There is high likelihood of profound vision loss once IOP rises and high incidence of major complications like anterior segment necrosis and phthisis bulbi. So, early diagnosis and treatment is key to preserve ocular function.
Although the effect of panretinal photocoagulation (PRP) is long lasting, it often takes several weeks to occur. During this period, progressive angle closure and optic nerve damage may ensue from elevated IOP, resulting in loss of vision.12
The aim of this study was to evaluate the effect of intravitreal, intracameral and combined (intravit-real + intracameral) bevacizumab injection in cases of neovascular glaucoma.
MATERIALS AND METHODS
Study Design
This was a prospective study conducted at a tertiary referral care centre for patients of NVG presenting between July 2012 and November 2014. It included 20 eyes of 20 patients of NVG.
Inclusion Criteria
Age group > 18 years
Patients having visual potential at least perception of light
Patients having NVI and or NVA
Patients having IOP > 21 mm Hg.
Exclusion Criteria
Patients previously given PRP or intravitreal triam-cinolone or anterior retinal cryopexy
Patients having corneal edema not permitting visualization of angles by gonioscopy.

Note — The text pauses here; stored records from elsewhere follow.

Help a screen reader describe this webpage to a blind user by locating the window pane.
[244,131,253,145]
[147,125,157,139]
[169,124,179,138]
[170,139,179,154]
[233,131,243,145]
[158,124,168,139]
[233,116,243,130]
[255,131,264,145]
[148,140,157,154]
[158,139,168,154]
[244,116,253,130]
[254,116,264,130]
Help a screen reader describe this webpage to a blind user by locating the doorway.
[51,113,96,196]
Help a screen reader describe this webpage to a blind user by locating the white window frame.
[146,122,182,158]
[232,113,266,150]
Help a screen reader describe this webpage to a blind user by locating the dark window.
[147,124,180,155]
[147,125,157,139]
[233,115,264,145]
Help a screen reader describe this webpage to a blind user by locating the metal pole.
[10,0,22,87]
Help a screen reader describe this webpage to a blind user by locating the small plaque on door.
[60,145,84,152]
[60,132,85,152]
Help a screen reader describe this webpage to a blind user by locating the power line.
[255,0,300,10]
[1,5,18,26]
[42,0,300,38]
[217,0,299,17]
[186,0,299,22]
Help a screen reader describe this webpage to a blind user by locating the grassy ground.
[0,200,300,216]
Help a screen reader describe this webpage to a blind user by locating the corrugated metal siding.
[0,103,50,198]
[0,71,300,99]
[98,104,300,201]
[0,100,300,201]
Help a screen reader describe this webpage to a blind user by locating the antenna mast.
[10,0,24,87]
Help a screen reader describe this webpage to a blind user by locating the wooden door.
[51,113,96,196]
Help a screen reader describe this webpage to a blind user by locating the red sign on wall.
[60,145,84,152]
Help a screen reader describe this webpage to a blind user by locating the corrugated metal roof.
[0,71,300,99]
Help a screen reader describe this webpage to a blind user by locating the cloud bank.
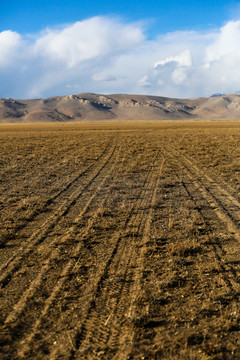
[0,17,240,98]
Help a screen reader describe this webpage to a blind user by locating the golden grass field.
[0,122,240,360]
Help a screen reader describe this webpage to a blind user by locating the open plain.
[0,121,240,360]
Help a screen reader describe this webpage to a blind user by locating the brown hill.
[0,93,240,123]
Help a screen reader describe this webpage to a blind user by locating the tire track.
[2,139,124,325]
[0,139,113,248]
[168,149,240,241]
[0,136,116,287]
[1,138,148,356]
[169,150,240,298]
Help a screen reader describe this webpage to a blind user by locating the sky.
[0,0,240,99]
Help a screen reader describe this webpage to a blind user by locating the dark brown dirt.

All patients included in our study underwent the following set of examinations:
Detailed history.
Examination of anterior segment with torchlight and slit lamp.
Tonometry using Perkins’s handheld applanation tonometer.
Gonioscopy using Goldman two-mirror goniolens and grading as per Shaffer’s classification.
Detailed fundus examination using direct and indirect ophthalmoscope and slit lamp biomicroscopy by + 78D and + 90D lens to assess disk and associated retinal pathology.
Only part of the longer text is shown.